COVID-Related Questions Answered

It’s been over a year since the first announcement of the COVID-19 pandemic. Since then, we’ve come a long way and finally have a vaccine.  Still, many have COVID-related questions of insurance coverage, cost, and recommendations.

To answer some of your COVID-related questions, we’ve sat down with our benefits expert. Here’s what they had to say :

Q: Is COVID testing free?

A: Certain health centers and pharmacies provide COVID testing for free, even if the patient doesn’t have insurance coverage. This expense is government sponsored by The Families First Coronavirus Response Act. However, if tested at an urgent care center or doctor’s office, patients may be billed. Billed services may include the initial COVID test, if it’s a rapid test, if the facility is out of network or if other health services outside of the initial test take place. Overall, if you do not use government sponsored programs, it’s important to understand what your insurance carrier will cover.

Q: Will insurance cover COVID treatment?

A:  According to the CDC, COVID treatments may consist of hospitalization and if any complications arise to the patient, urgent care. This would include supplemental oxygen and organ support. Regarding insurance coverage and treatment, make sure to check your plan documents as treatment may not be covered in full.  Many COVID patients can recover without treatment, but more serious cases require treatment.

Q: What is the cost of the COVID vaccine?

A: Under The Coronavirus Aid, Relief, and Economic Security (CARES) Act, the federal government has issued the vaccine to be free of charge to those living in the United States.  Despite the status of health insurance or immigration, patients will not be denied. However, if the patient receives multiple services during the vaccination appointment, insurance may be billed accordingly.

Q: Should everyone get the COVID vaccine now?

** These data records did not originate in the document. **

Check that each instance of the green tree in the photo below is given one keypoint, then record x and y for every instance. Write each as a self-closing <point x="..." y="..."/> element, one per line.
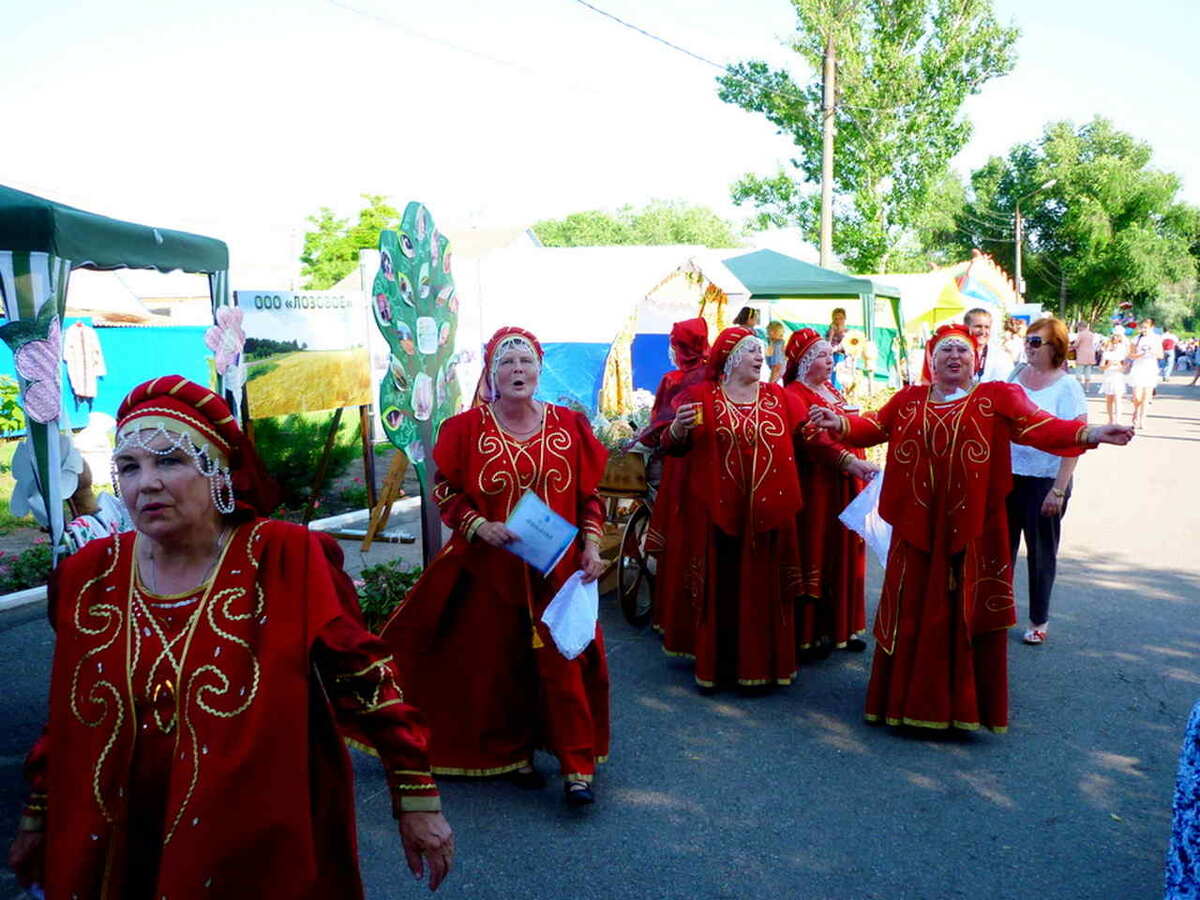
<point x="331" y="249"/>
<point x="658" y="222"/>
<point x="904" y="71"/>
<point x="1111" y="228"/>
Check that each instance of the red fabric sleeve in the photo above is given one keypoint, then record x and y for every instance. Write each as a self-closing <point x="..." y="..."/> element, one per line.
<point x="360" y="678"/>
<point x="451" y="454"/>
<point x="593" y="460"/>
<point x="1036" y="427"/>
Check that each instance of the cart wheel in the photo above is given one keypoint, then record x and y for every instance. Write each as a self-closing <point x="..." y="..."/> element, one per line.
<point x="635" y="582"/>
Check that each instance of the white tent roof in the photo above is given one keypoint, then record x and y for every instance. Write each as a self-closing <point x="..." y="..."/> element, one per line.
<point x="565" y="294"/>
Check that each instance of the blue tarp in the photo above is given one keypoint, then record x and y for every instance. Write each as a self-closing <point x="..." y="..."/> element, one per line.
<point x="651" y="360"/>
<point x="571" y="373"/>
<point x="131" y="355"/>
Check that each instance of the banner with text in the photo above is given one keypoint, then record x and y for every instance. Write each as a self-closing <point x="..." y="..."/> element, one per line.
<point x="305" y="351"/>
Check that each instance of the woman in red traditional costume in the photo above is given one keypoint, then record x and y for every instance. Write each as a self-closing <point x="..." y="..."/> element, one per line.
<point x="738" y="559"/>
<point x="469" y="639"/>
<point x="201" y="664"/>
<point x="947" y="600"/>
<point x="664" y="538"/>
<point x="833" y="557"/>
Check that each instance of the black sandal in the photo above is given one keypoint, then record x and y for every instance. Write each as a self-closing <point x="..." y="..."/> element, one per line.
<point x="579" y="793"/>
<point x="527" y="779"/>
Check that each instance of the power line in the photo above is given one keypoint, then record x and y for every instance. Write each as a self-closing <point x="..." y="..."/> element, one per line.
<point x="725" y="69"/>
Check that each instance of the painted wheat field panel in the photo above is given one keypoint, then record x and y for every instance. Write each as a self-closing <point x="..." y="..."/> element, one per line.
<point x="307" y="382"/>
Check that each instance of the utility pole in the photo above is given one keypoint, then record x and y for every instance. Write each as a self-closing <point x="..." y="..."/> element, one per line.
<point x="827" y="130"/>
<point x="1018" y="237"/>
<point x="1020" y="281"/>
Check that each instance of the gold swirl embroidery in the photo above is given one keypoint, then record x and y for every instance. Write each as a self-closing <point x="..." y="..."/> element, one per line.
<point x="191" y="688"/>
<point x="771" y="425"/>
<point x="557" y="474"/>
<point x="114" y="619"/>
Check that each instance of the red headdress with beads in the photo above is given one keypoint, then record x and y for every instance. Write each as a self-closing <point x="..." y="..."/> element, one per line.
<point x="798" y="345"/>
<point x="948" y="333"/>
<point x="689" y="342"/>
<point x="723" y="348"/>
<point x="174" y="405"/>
<point x="485" y="391"/>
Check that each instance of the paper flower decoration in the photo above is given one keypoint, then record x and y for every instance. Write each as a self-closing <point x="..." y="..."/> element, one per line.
<point x="37" y="364"/>
<point x="226" y="339"/>
<point x="855" y="343"/>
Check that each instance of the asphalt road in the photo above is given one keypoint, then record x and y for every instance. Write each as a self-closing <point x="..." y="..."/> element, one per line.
<point x="791" y="795"/>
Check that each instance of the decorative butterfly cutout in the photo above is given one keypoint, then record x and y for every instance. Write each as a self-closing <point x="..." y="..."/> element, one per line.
<point x="37" y="363"/>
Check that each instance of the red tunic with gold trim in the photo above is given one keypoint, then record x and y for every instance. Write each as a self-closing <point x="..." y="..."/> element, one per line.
<point x="833" y="558"/>
<point x="473" y="651"/>
<point x="947" y="600"/>
<point x="737" y="523"/>
<point x="664" y="538"/>
<point x="192" y="748"/>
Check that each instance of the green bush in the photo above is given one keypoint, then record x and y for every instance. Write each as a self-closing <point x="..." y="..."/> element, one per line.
<point x="382" y="587"/>
<point x="291" y="448"/>
<point x="27" y="569"/>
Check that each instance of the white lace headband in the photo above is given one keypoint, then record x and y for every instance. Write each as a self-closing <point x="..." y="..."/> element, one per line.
<point x="161" y="441"/>
<point x="739" y="349"/>
<point x="802" y="367"/>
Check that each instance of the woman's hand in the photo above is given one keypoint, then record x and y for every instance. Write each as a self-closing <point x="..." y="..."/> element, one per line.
<point x="1053" y="504"/>
<point x="687" y="418"/>
<point x="863" y="469"/>
<point x="427" y="839"/>
<point x="1119" y="435"/>
<point x="825" y="418"/>
<point x="27" y="857"/>
<point x="591" y="563"/>
<point x="496" y="534"/>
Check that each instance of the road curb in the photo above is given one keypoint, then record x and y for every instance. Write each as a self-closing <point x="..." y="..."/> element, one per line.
<point x="21" y="599"/>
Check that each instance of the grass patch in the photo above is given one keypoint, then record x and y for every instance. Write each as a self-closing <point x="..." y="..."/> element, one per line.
<point x="7" y="484"/>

A: Since there is currently a limited supply, the CDC recommends certain groups to partake in the vaccine first.  Their recommended group consists of essential workers who mostly work with the public and those over the age of 75 years. The next group would consist of those between the ages of 65-74 years who are at a higher risk of hospitalization, those who are between the ages of 16-64 years with underlying medical conditions, and other essential workers who work with the public, but not as frequent. Regardless of these recommendations, it is up to the patient if they want to have the vaccine administered. It won’t be long before the vaccine is more readily available to the general public, so consider if you’d like to receive it.

Q: Why should people get the COVID vaccine?

A: As mentioned in our previous article on preventive health the best way to protect yourself from a disease is by getting a vaccine. Compared to those who haven’t gotten the vaccine, if you do contract the disease, symptoms lessen. If you’re an employer considering mandating the vaccine for your employees, there are things you will want to consider before doing so.

Over the past year, we’ve continuously learned how to adapt to COVID and take proper measures to ensure the health and safety of all. It’s important to ask COVID-related questions. By staying up to date with the federal government, your insurance provider, and taking precautions to make you feel healthy and safe, you’ll be one step ahead of COVID.